Дьячок Лукьян появился в офицерском доме на Монастырской слободке летом, перед ученическим разъездом на каникулы. Род вины его был оригинальный: он попал сюда «по обвинению в кисейных рукавах». Подробнее этого о своем преступлении Лукьян вначале ничего не сообщал, и я так и уехал на каникулы в деревню с одними этими поверхностными и скудными сведениями о его виновности. Известно было только, что преступление с «кисейными рукавами» стряслось на Троицу и что виновный в нем был взят и привезен в Орел, по его словам, как-то «нагло», так что он даже оказался без шапки. Это я очень хорошо помню, потому что бедняк попервоначалу чрезвычайно стеснялся быть без шапки и все хлопотал отыскать «оказию», чтобы выписать из «своих мест» какую-то, будто бы имевшуюся у него, другую шапку.

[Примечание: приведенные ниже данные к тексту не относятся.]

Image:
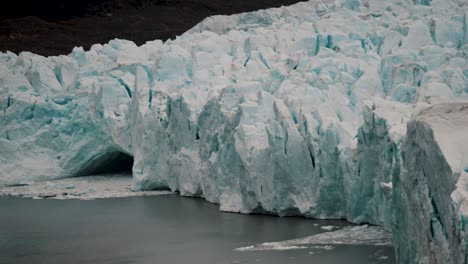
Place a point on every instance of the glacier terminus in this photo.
(344, 109)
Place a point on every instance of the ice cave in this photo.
(347, 109)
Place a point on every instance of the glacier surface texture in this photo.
(346, 109)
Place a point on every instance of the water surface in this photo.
(157, 229)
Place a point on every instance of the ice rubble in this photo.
(299, 110)
(352, 235)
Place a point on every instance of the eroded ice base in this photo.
(351, 235)
(115, 185)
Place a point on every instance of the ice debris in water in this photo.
(318, 109)
(353, 235)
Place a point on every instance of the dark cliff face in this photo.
(53, 27)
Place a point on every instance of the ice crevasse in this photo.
(327, 109)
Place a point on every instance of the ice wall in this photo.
(431, 206)
(299, 110)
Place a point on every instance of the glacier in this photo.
(346, 109)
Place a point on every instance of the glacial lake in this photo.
(159, 229)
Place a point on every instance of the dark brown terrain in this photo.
(53, 27)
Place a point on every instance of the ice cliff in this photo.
(332, 109)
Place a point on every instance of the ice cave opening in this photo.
(110, 162)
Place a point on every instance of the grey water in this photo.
(159, 229)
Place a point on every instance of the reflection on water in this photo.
(159, 229)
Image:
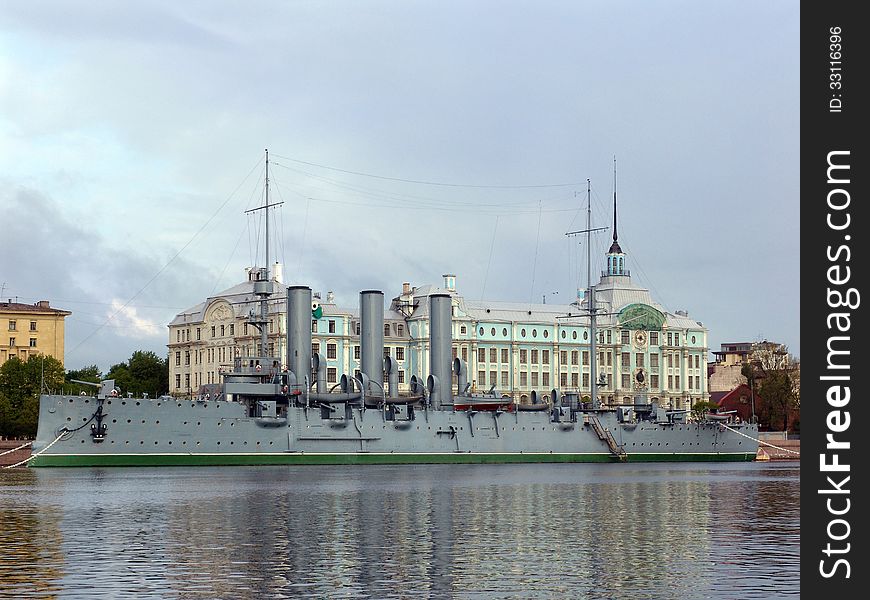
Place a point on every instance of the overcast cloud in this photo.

По своему легкомысленному ребячеству я почему-то все сближал Лукьяна с тогдашним романсом:
Ах, о чем ты проливаешь
Слезы горькие тайком
И украдкой утираешь
Их кисейным рукавом.
Я думал: не он ли сочинил этот романс, или не запел ли он его ошибкою, где не следует. Но дело заключалось совсем в ином.

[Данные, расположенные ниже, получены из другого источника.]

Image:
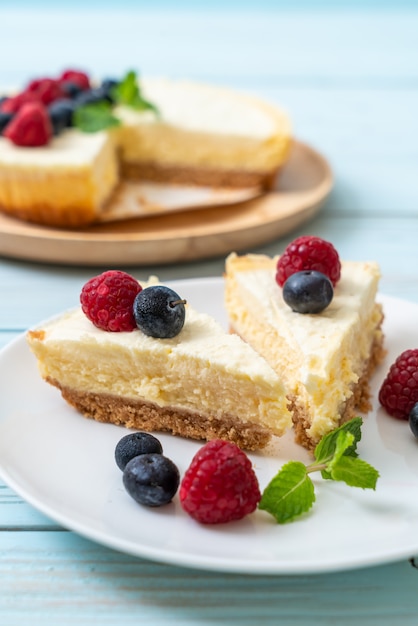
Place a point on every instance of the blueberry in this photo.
(72, 90)
(151, 479)
(5, 118)
(159, 312)
(133, 445)
(413, 419)
(92, 96)
(308, 291)
(61, 115)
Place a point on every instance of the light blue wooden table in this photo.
(349, 78)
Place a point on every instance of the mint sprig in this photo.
(291, 492)
(128, 93)
(90, 118)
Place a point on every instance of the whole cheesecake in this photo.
(202, 384)
(193, 134)
(325, 360)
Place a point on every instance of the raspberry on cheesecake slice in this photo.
(154, 363)
(324, 358)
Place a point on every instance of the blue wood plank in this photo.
(59, 578)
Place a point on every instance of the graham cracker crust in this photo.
(141, 415)
(206, 177)
(359, 401)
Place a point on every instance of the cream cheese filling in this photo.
(203, 369)
(319, 357)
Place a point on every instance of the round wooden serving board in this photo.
(184, 236)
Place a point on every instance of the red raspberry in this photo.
(14, 103)
(399, 390)
(220, 485)
(47, 89)
(107, 300)
(75, 76)
(30, 126)
(309, 253)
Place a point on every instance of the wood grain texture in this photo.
(348, 77)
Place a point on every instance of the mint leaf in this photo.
(354, 472)
(289, 494)
(327, 446)
(343, 446)
(91, 118)
(127, 92)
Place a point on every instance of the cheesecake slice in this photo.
(202, 384)
(65, 183)
(325, 360)
(197, 135)
(204, 135)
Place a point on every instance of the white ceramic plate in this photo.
(63, 464)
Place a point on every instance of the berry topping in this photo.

По возвращении с каникул я застал Лукьяна в прежней позиции, то есть на этой же Монастырской слободке, в офицерском доме, но только уже не простоволосого, а в желтом кожаном картузе с длинным четырехугольным козырем. Это меня очень обрадовало, и я при первой же встрече выразил ему свое удовольствие, что он нашел хорошую оказию вытребовать себе шапку. Но Лукьян только махнул головою и, сняв с себя свой оригинальный картуз, отвечал, что оказии он еще не нашел, а что носимый им теперь на голове снаряд добыт им «по случаю». При этом, осматривая картуз с глубоким пренебрежением, как вещь, не соответствующую его духовному званию и употребляемую только по крайности, он сказал:
— Колпачок этот, чтобы покуда накрываться, мне царских жеребцов вертинар[58] за регистры подарил*,— и при этом Лукьян добавил, что колпак этот «дурацкий» и что как только он вскорости возвратится домой, то сейчас же этот «колпачок» сдаст на скворешню и скворца в него посадит, чтобы тот научился в ней по-немецки думать: «кому на Руси жить хорошо».
Однако ни один скворец не дождался этой чести, потому что немецкий колпачок успел разрушиться на голове самого Лукьяна, прежде чем он уехал восвояси. Он гулял в нем все лето, осень и зиму до Алексея божия* человека, когда в судьбе моего страдальца неожиданно произошла счастливая перемена.
За этот термин* страданий я узнал от Лукьяна в подробности о кисейных рукавах и о прочем, — о чем теперь, вероятно, без всяких для него последствий могу сказать в воспоминание: какие важные дела иногда судят наши владыки.